Sejalan dengan itu, permintaan rumah secara nasional sempat meningkat setelah tingkat suku bunga acuan BI turun 25 basis poin (bps) atau 2,5 persen menjadi 3,5 persen pada Februari 2021. HPI pada Desember 2021 tercatat tumbuh 5,44 persen secara tahunan dan berlanjut menjadi 6,8 persen pada Desember 2022.
Namun, HPI sempat melambat menjadi 6,58 persen pada Maret 2023 setelah BI memutuskan untuk menaikkan tingkat suku bunga acuannya pada Agustus 2022 sebesar 25 bps diiringi dengan kenaikan selanjutnya hingga suku bunga acuan menyentuh level 5,5 persen pada akhir tahun 2022.
Sebagaimana diketahui, Bank Sentral AS (The Fed) masih menahan tingkat suku bunga acuannya pada 5,25-5,5 persen. Walakin, The Fed membuka ruang terhadap pemangkasan suku bunga tersebut setelah Maret jika laju inflasi mencapai target 2 persen. Di sisi lain, Bank Indonesia (BI) memproyeksikan penurunan tingkat suku acuan pada semester II-2024.

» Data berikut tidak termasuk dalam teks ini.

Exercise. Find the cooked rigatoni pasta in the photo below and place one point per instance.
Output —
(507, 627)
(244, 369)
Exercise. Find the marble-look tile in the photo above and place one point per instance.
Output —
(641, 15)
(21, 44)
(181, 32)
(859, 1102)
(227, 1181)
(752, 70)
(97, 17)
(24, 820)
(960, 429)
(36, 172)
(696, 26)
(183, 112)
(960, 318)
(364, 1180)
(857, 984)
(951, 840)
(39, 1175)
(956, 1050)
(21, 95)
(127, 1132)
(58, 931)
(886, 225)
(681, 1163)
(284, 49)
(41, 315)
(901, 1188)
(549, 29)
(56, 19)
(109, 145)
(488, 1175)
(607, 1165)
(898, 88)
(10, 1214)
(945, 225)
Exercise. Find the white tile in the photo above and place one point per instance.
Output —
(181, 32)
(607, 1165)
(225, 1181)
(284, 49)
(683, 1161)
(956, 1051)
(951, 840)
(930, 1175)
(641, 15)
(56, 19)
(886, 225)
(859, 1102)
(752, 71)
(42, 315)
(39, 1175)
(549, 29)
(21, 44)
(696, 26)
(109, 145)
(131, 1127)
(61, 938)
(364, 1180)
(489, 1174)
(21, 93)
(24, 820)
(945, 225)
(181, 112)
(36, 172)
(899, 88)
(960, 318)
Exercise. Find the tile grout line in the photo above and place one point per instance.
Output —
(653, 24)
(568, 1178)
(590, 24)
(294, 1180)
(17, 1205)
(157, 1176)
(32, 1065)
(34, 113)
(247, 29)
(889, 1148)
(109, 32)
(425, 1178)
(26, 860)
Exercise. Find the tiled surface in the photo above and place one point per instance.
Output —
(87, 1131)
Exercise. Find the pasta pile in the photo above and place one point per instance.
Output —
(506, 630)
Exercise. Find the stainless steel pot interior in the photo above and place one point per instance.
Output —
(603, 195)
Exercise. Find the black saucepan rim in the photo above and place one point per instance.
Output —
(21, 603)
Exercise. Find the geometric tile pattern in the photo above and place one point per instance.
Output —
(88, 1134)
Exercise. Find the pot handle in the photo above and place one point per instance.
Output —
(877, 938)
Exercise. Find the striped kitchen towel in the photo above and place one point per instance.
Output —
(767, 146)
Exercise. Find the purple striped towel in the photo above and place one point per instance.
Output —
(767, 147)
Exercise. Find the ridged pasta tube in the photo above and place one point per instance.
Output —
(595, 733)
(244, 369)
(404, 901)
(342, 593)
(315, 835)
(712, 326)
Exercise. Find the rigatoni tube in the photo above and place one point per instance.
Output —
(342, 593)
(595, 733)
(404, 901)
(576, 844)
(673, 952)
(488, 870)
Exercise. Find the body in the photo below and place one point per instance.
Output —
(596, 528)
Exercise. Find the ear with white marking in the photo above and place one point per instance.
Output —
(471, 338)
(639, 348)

Terbukanya ruang pemangkasan suku bunga acuan pada semester II-2024 akan berdampak positif terhadap beban bunga perbankan. Hasil Asesmen Transmisi Suku Bunga Kebijakan kepada Suku Bunga Dasar Kredit Perbankan (SBDK) Januari 2024 oleh BI menunjukkan, SBDK melanjutkan tren stabilitas di tengah kenaikan suku bunga dana dalam setahun terakhir. Kendati cenderung tertunda (lagged effect), kenaikan suku bunga acuan (BI-Rates) pada Oktober 2023 menjadi 6 persen mengakibatkan biaya dana perbankan meningkat.
SBDK menjadi dasar penetapan suku bunga kredit yang akan dikenakan pada nasabah di luar premi risiko yang dapat bervariasi bagi setiap debitor sehingga besaran suku bunga kredit yang dikenakan tidak sama dengan SBDK. Hingga November 2023, SBDK perbankan tercatat 8,79 persen ditopang oleh stabilitas seluruh biaya yang dikeluarkan oleh perbankan dalam menghimpun dana (overhead cost) dan penurunan margin keuntungan bank sebesar 4 basis poin (bps).